I never knew much about beer. But I was willing to learn.
You may have read my earlier account of how, when I was a freshman in college, UCR, I did the Great Beer-Off with my roommate. I wanted to face, confront, and overcome all the temptations I would face in the larger world now that I was away from home and on my own. I also wanted what I thought of as “the college experience.”
So we bought ten beers, lined them up, started drinking, and took notes.

We tried acting like what we thought wine connoisseurs would sound like drinking beer, writing in their Wine Journals, raising the eyebrow, referring to the south end of the vineyard, which in this case would be the hop yard, if these beers were hoppy.
We did not spit out a mouthful to clear the palate. We drank every drop.
After the second beer, our reviews got shorter, began to slur, we began to blur, never got past six or seven. We were in beer heaven, never got to ten.

As I’ve said before elsewhere, the best beer of my life was monk-brewed in a monastery in Salzburg, falling from an endless fountain as steins were passed under and filled and fresh and you drank it in the garden.
So I have high standards and high expectations.
Which is why, when asking for recommendations, I tried Heineken with its self-promoted reputation as the “World’s Best.”
I agreed it was good. But then I found Grolsch. It came from up there in the northern end of Europe, near Heineken. It came in those flip-top heavy green glass bottles that you could re-use. In my youthful arrogance, I proclaimed Grolsch the “best beer available in America.”
Then of course there were the dark beers. Some people preferred them. There were pubs with Stout and Porter. And you didn’t have to be Irish to drink Guinness. That was dark, with the richer heavy flavor that hinted sweet, and the slightly higher alcohol content that hinted Australia.
So I liked dark beers too. I decided, if you were going to drink beer, you didn’t have to confine yourself to just one kind. I thought of myself as continental and universal international.
So when there were workmen at the house, either for the roof, or plumbing, or plaster or painting or in the garden pruning the tree tops, whatever it was, they were usually a friendly competent hard-working gang from south of the border and I asked the foreman, “What’s your favorite beer?”
He said, “Negra Modelo.”
I had seen it on the shelves next to regular Modelo, so I got some and tried it.
I had already gone through the expected series of Mexican beers available in Southern California U.S., and immediately pronounced Negra Modelo as “the best of the Mexican beers.”
So now I’m getting ready for my story about Negra Modelo.

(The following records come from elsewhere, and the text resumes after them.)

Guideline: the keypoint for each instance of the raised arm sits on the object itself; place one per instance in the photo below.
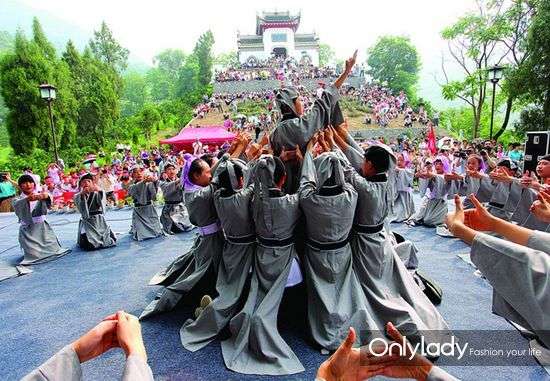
(347, 70)
(467, 224)
(308, 181)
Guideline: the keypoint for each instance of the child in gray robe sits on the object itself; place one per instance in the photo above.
(256, 346)
(36, 237)
(335, 300)
(503, 176)
(518, 266)
(93, 231)
(403, 204)
(530, 186)
(233, 204)
(434, 208)
(196, 270)
(145, 220)
(174, 217)
(295, 129)
(388, 286)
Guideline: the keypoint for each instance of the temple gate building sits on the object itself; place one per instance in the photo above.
(276, 36)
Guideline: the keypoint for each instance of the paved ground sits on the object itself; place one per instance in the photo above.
(43, 311)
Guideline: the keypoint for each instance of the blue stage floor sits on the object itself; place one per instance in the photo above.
(47, 309)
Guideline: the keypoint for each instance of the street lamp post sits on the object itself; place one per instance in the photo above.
(495, 75)
(47, 92)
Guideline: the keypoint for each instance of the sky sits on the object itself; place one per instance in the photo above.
(148, 27)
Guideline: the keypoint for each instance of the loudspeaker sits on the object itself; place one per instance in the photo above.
(536, 146)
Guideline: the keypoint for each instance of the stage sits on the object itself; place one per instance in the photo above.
(60, 300)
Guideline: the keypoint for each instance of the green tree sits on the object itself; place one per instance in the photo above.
(108, 50)
(149, 119)
(6, 42)
(98, 102)
(27, 120)
(160, 85)
(163, 79)
(473, 43)
(136, 93)
(204, 57)
(535, 75)
(188, 79)
(326, 54)
(170, 61)
(41, 40)
(229, 59)
(394, 61)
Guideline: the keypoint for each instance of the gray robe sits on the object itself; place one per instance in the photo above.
(483, 190)
(65, 366)
(174, 217)
(335, 299)
(520, 276)
(298, 131)
(434, 207)
(8, 271)
(92, 221)
(145, 220)
(403, 206)
(522, 214)
(389, 288)
(235, 215)
(181, 276)
(37, 239)
(499, 198)
(256, 346)
(528, 196)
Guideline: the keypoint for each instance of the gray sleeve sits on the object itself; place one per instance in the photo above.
(539, 241)
(308, 178)
(136, 369)
(520, 276)
(63, 366)
(299, 131)
(438, 374)
(354, 157)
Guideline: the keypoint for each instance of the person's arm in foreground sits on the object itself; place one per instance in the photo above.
(467, 224)
(118, 330)
(349, 363)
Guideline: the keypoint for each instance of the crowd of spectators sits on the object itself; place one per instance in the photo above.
(276, 68)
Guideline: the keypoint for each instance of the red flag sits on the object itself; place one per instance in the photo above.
(431, 140)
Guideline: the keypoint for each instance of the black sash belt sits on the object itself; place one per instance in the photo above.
(241, 240)
(327, 245)
(269, 242)
(368, 229)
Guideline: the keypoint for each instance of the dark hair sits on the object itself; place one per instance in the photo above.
(280, 170)
(225, 181)
(208, 158)
(379, 157)
(479, 160)
(505, 163)
(221, 153)
(287, 112)
(25, 179)
(195, 169)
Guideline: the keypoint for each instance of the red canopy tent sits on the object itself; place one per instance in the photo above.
(207, 135)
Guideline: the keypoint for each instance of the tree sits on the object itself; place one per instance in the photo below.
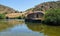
(2, 16)
(52, 16)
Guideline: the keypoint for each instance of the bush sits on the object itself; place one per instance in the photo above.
(52, 16)
(2, 16)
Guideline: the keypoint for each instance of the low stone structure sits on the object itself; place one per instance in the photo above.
(35, 16)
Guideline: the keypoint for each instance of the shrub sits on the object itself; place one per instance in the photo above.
(52, 16)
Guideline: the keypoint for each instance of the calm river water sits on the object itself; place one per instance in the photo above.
(21, 28)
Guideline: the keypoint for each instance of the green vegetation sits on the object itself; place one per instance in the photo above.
(2, 16)
(52, 16)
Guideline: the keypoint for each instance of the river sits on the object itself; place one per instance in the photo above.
(20, 28)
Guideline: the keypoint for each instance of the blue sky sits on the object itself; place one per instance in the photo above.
(22, 5)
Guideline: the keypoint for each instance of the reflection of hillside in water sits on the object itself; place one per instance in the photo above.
(4, 24)
(47, 30)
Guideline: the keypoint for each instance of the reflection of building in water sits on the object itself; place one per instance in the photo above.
(35, 27)
(36, 16)
(47, 30)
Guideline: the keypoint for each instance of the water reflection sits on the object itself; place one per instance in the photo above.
(4, 24)
(21, 28)
(47, 30)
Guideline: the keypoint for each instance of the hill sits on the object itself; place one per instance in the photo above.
(6, 9)
(47, 5)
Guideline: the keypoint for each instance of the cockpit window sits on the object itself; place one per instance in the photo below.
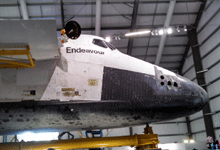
(99, 43)
(110, 45)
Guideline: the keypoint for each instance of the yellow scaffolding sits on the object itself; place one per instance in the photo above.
(144, 141)
(16, 64)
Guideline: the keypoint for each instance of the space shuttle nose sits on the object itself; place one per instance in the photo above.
(204, 95)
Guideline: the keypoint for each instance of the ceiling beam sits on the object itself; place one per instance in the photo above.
(198, 18)
(24, 10)
(93, 3)
(133, 22)
(62, 13)
(166, 25)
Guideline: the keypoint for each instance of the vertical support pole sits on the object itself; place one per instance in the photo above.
(164, 36)
(4, 138)
(62, 13)
(24, 10)
(131, 131)
(98, 17)
(192, 35)
(189, 128)
(133, 22)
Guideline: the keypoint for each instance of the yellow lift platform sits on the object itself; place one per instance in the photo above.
(6, 63)
(148, 140)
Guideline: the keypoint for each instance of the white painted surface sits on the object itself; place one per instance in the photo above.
(200, 137)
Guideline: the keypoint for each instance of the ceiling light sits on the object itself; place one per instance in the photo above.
(185, 29)
(108, 39)
(186, 141)
(178, 29)
(169, 30)
(137, 33)
(191, 141)
(152, 33)
(161, 32)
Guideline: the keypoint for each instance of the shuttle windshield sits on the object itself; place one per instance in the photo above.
(110, 45)
(103, 44)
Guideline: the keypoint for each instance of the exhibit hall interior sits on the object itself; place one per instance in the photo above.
(109, 74)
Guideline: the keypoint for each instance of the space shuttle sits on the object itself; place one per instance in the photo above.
(92, 85)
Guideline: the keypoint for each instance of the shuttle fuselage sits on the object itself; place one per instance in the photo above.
(93, 85)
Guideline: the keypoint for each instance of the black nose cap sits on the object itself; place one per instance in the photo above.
(204, 95)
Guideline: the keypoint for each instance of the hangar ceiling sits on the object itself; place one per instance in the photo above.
(118, 18)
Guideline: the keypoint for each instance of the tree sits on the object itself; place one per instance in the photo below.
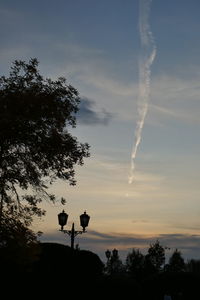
(155, 256)
(36, 147)
(135, 263)
(114, 264)
(18, 245)
(176, 262)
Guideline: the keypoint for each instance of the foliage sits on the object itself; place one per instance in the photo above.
(18, 244)
(176, 262)
(36, 147)
(156, 255)
(135, 263)
(114, 264)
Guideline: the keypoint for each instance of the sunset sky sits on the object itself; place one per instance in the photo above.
(96, 46)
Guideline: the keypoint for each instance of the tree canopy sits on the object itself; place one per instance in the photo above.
(36, 147)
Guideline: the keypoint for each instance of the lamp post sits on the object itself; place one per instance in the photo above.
(62, 220)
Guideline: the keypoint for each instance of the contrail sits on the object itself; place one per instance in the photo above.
(148, 53)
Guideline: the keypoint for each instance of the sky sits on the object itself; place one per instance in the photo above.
(96, 46)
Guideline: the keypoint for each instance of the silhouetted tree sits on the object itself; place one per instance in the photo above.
(193, 266)
(135, 263)
(18, 245)
(155, 257)
(36, 147)
(176, 262)
(114, 264)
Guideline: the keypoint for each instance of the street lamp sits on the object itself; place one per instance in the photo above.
(62, 220)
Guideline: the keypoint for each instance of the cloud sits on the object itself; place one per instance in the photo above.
(88, 116)
(98, 242)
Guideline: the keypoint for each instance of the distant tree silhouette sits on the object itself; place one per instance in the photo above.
(176, 262)
(135, 263)
(193, 266)
(155, 258)
(18, 245)
(36, 147)
(114, 264)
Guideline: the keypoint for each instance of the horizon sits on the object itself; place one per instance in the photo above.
(96, 46)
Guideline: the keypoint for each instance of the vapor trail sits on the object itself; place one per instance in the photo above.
(148, 53)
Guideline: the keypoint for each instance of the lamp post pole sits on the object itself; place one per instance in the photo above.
(84, 220)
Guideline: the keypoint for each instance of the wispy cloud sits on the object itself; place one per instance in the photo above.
(98, 242)
(87, 114)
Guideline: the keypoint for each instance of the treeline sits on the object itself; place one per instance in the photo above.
(42, 269)
(151, 276)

I was gone somewhere with the car, probably working in the storage units to find the ordered books I was selling as Sterling Books of Altadena, one of the international ABE booksellers when they were the thing and all the rage to buy books through the mail.
Shirley was left at home to be the owner presence as a crew worked on the trees. She wanted to do something nice for them to show appreciation. Some people put out water or coffee. She thought beer.
I don’t think she thought of the possible consequences, a loss of motivation to continue working, or jeopardizing climbing upper branches to top the trees, it was just something nice to do.
She was always nice to almost everybody, and because she could still walk, she walked over the few blocks to the market, bought a case of Negra Modelo, and had to buy a little wire wheeled shopping cart they had for sale on the top shelf, and lugged the beer home.
She distributed it to the hot sweating lunch-break workers, very grateful for beer.
One said he would take his home to drink later.
I don’t know what they were used to drinking, I think something lighter and cheaper. She told me how one came up to her a little unsteadily, thanked her, and said sheepishly, “It’s so strong!”
So that’s my Negra Modelo story.
I’m out of drinking practice after my operation, and, with Shirley gone, I have less reason to spend money on nonessentials.
But my Daughter likes beer, knows more about it than I do, has grown up beyond the constraining poverty of my own early youth which has overshadowed my own life, she has traveled the world and knows more than I ever will about so many things. She likes a good beer, and I sometimes jokingly call her a beero, and she jokes back that I’m a peeug (pig), because I can still eat alarmingly.
I still try beer on occasion, she likes Negra Modelo well enough, and so I conclude my Negra Modelo story, leaving it open-ended.